¿A dónde fueron las historias que algún día escribí?
¿Y las conversaciones que jamás tendré?
Las letras se ríen de mí, porque ya no me definen, me evitan y las pierdo.
Ya no existe ese calor que arropaba mis profundos pensamientos al escribir.
Se extinguió la lucidez y el ingenio.
Ahora solo quedan unas cuantas palabras al azar: antónimos.
Solo queda una gran incomodidad para todos, un infortunio para mí.
Porque odio los concursos, no solo los que he perdido,
También la satisfacción de haberlos ganado.
Odio los susurros y la flama azul de la estufa;
Las emociones fuertes y la poca comprensión de las personas;
Los abrazos largos y el amor extraño de otros.
Odio las arañas, los conejos y las plumas;
Las sonrisas sinceras y los halagos.
A los trece años sentencié mi disgusto por pensar, entender y criticar.

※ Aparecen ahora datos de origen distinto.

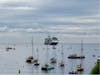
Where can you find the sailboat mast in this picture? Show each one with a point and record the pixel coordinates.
(32, 45)
(62, 54)
(81, 52)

Siete años después, se siente igual de real, poderoso y doloroso.
Las llamas ya no crecen, la belleza no me inspira,
Las columnas se caen solas y el mundo se desaparece ante mis ojos.
Mis sentimientos no han madurado, siempre con rodeos; siempre escondida.
¿Seré alguna vez la mujer jovial y viva que siempre quisiste que fuera?
¿Seré algo más que cartón y marfil, un par de botones sin sentido y un agujero en el pecho?
Quizás sea un lugar común, poco habitable, algo silencioso y reducido.
Un largo camino hacia la duda y el sinsabor de haber existido,
La falsa libertad, la angustia compartida y la continúa culpabilidad.
No hay más, no hay fuerza, tampoco pasión.
Este es y será un eterno guayabo que ya ni reconozco como vida.